Q4: Related to the above; in the cluster controller logs, are there messages indicating ZooKeeper connectivity loss? And if so, when does the log indicate that connectivity and cluster leadership was reestablished?

--

In the attached searchnode log I observe the restarted searchnode process emitting startup-related messages as expected at around 05:54:43:

[2023-10-07 05:54:43.068] INFO searchnode proton.persistence.filestor.manager Completed listing of 4192 buckets in 44 milliseconds
[2023-10-07 05:54:43.069] INFO searchnode proton.node.server Storage node ready. Done initializing. Giving out of sequence metric event. Config id is testdoc/storage/0

But I am not seeing a subsequent message that implies the node has actually been marked as online in the cluster. It would look something like this (with X being a published state version):

searchnode       proton.state.manager Transitioning from baseline state 'Down' to 'Up'  (cluster state version X)

The lack of such a message indicates that there is no cluster controller in charge of the cluster, which transitively prevents the search interface from coming online on the node.

Q4: When can such a log message finally be observed?

nehajatav commented 9 months ago

A1: The query issue was observed starting 7 am UTC, stayed that way for more than 2 hours before attempting shutdown. Let's say something caused connection refused at 5:50 am UTC (network blip was a suspect but i leave it to your interpretation)

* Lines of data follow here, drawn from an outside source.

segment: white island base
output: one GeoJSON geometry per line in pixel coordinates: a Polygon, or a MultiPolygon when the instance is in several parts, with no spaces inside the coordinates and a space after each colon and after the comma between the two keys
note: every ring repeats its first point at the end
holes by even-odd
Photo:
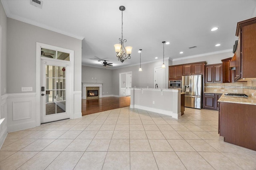
{"type": "Polygon", "coordinates": [[[132,88],[130,108],[171,116],[181,116],[180,89],[132,88]]]}

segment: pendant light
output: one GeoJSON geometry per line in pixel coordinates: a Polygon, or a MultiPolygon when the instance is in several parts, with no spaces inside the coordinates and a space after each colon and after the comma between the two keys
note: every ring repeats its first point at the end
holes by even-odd
{"type": "Polygon", "coordinates": [[[118,60],[120,60],[122,63],[127,59],[130,59],[130,55],[132,53],[132,47],[124,47],[124,43],[127,41],[126,39],[123,40],[123,11],[125,10],[125,7],[124,6],[120,6],[119,10],[122,11],[122,37],[119,38],[119,44],[116,44],[114,45],[116,53],[116,57],[118,58],[118,60]]]}
{"type": "Polygon", "coordinates": [[[162,42],[163,43],[163,46],[164,47],[164,52],[163,53],[163,64],[162,65],[162,68],[165,68],[165,65],[164,64],[164,43],[165,41],[163,41],[162,42]]]}
{"type": "Polygon", "coordinates": [[[142,49],[140,49],[138,53],[140,53],[140,68],[139,68],[139,71],[142,71],[142,69],[141,68],[141,51],[142,49]]]}

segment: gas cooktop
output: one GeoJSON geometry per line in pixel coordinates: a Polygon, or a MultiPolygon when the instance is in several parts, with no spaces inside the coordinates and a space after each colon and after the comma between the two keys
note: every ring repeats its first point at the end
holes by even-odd
{"type": "Polygon", "coordinates": [[[241,93],[226,93],[224,94],[224,96],[229,96],[229,97],[236,97],[238,98],[248,98],[248,96],[246,95],[245,94],[241,94],[241,93]]]}

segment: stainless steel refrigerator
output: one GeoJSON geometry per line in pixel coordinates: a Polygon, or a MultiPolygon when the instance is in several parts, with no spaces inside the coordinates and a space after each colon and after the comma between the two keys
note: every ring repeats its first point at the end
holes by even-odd
{"type": "Polygon", "coordinates": [[[202,107],[203,75],[182,76],[182,91],[185,94],[185,107],[202,107]]]}

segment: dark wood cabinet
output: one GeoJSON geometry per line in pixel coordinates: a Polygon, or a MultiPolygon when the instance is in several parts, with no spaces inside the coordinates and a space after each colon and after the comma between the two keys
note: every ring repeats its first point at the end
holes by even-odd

A2: Cluster controller ui showed green, event logs suggest the same: Altered node state in cluster state from 'U, b 11' to 'U, t 1696658082, b 11

A3: 1

A4/5: You seem to be right about zookeeper, a few questions:

what is your suspect of losing zook connection given everything is on single node?
Does this mean that had i restarted config-services instead of searchnode/container, the issue could have resolved?
As long as in a multi node cluster, zook cluster has a quorum, this issue wont occur?
Does this mean that merely the storage event log suggesting the state change is not enough, the distributor and SYSTEMSTATE have to detect the same?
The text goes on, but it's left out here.